TESTI E MASSIME DI GREGORIO MAGNO PAPA

"Siccome in una grande casa vi sono non solo vasi d'oro e d'argento, ma anche di legno e di argilla, e alcuni di essi sono destinati a usi nobili, altri a usi vili (2Tim 2,20), chi può ignorare che in seno alla Chiesa universale alcuni sono assegnati, come vasi di uso vile, a compiti umili, mentre altri, come vasi d'onore, a compiti più elevati? E tuttavia molto spesso capita che dei cittadini di Babilonia siano costretti a servire a Gerusalemme e dei cittadini di Gerusalemme, cioè della patria celeste, siano costretti a servire a Babilonia (plerumque contingit ut et cives Babyloniae in angaria serviant Hierusalem et cives Hierusalem, id est caelestis patriae, in angaria deputentur Babyloniae). Quando infatti gli eletti di Dio, dotati di elevata condotta e ornati di umiltà - perché non ricercano il proprio vantaggio - sono assegnati a compiti terreni, che cosa sono se non cittadini della santa Gerusalemme costretti a servire a Babilonia? E quelli sfrenati nella condotta, che, occupando posti assegnati all'Ordine sacro, ricercano la propria lode anche nelle cose in cui sembrano operare bene, che altro sono se non cittadini di Babilonia costretti a servire nella Gerusalemme celeste? ... Tuttavia la buona reputazione di chi non mi è dato vedere di persona mi dà comunque tanta gioia al cuore  (eius tamen quem videre me non licet, bona me pascit opinio). La donna del vangelo, quella che ruppe il vaso di alabastro e riempì la casa di profumo, fu prefigurazione della santa Chiesa e di tutti gli eletti. Infatti anche noi, tutte le volte che ascoltiamo qualcosa riguardo ai buoni, respiriamo quasi con le narici un soffio leggero di soavità. L'apostolo Paolo, che diceva di se stesso: siamo il buon odore di Cristo (2Cor, 2,15) e si presentava ai presenti come sapore e agli assenti come odore, ci ha fatto capire che anche noi, che non possiamo sempre assaporare la presenza di una persona buona, dobbiamo nutrirci del profumo della sua assenza attraverso il ricordo (qui praesentiae saporem non possumus, per odorem assentiae nutrimur)".

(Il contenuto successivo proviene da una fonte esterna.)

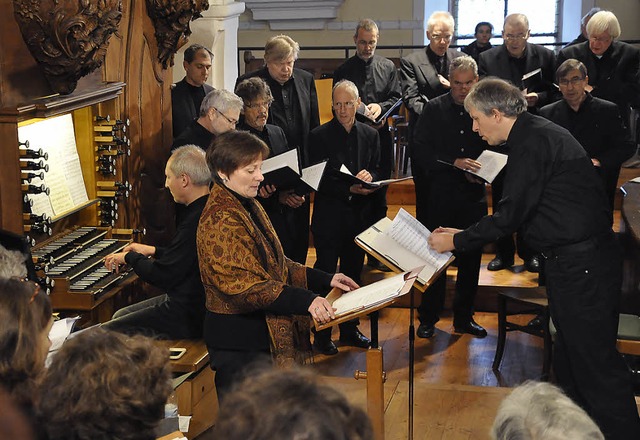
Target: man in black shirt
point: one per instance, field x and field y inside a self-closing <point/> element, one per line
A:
<point x="219" y="113"/>
<point x="377" y="80"/>
<point x="454" y="198"/>
<point x="187" y="95"/>
<point x="178" y="314"/>
<point x="594" y="122"/>
<point x="553" y="194"/>
<point x="295" y="110"/>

(Lettere, VIII, 33. Città Nuova Editrice, Roma 1998, p. 93. Con qualche lieve ritocco).


L'<angaria> di cui parla Gregorio si riferisce alla sua situazione personale. Si è infatti trovato a doversi dedicare alle cose della terra, perché costretto ad amministrare la Chiesa, nonostante che avesse desiderato di dedicarsi unicamente allo studio e alla meditazione delle cose celesti in monastero!